Earlier this year, I interviewed Timini Egbuson on my podcast, and a comment stopped me in my tracks. Someone wrote that they had never seen Timini in that light before, and that the way I asked my questions brought something out of him they hadn’t witnessed elsewhere. That comment meant everything to me, because that is exactly the point. That is precisely what I am here to do, create moments that bring joy, warmth, and something good into the atmosphere.
So when I’m no longer here, that is what I want to leave behind. Not just content, not just numbers, but the feeling that Jay On-air was someone who made people’s lives a little brighter. That I lived in a way that brought joy to people.
That, for me, is enough.
Question 5: Do you believe the influencer market is going to die soon, and what does evolving look like for you?

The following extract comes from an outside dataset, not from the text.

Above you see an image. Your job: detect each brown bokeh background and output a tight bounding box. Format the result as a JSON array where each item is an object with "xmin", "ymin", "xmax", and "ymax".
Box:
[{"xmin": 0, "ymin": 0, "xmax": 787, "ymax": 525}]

Answer 5: I’ve never done just one thing and I don’t think I ever will. Event hosting is a big part of what I do. I recently put together the World Culture Festival, bringing HR leaders and business leaders into one room to have honest conversations about work environments. It’s already shaping up to be an annual event, and there are more events in the pipeline throughout the year. That’s always been the nature of my life, I’m never in one place, never doing just one thing. There’s the acting, the content, the show I host, and now the events. These are all things I’m genuinely passionate about, not just things I fell into.
On the question of influencer marketing dying, I don’t believe it. I think it’s evolving, and there’s a difference. The anxiety people feel around it is real, but the answer isn’t to panic. The answer is to keep evolving. I said it in someone’s comment section and I’ll say it again: brands need to see why they need you. You have to remain part of the conversation, part of the discourse. That doesn’t happen by accident.
I found myself in this career, yes but I’ve done something with it. And that’s the distinction. When content creation starts paying your bills, the moment it becomes income, you have to shift your mindset and treat it like a profession. Ask yourself: what do I need to learn? How do I need to grow? What does the industry require of me now? I didn’t start with the setup I have today. I was filming on an iPhone 6 or 7 when I began. The world moved, and I moved with it. You can’t afford to stay where you started when everything around you is changing.
That’s what I’d say to every creator and influencer out there, evolution is not optional. And you can’t evolve without knowledge. This is actually something I feel strongly about: helping younger creators understand their worth and see the bigger picture of what this industry can be for them. I don’t know exactly what form that will take yet, but I see it becoming a real part of what I do going forward.
At the end of the day, I’m not just an influencer. I’m not just a content creator. I’m someone who does multiple things, and that’s not changing. Influencer marketing will not die, it will just look different. The real question is whether you’ll be part of that new shape when it arrives. And you won’t be if you’re still holding on to how things used to work.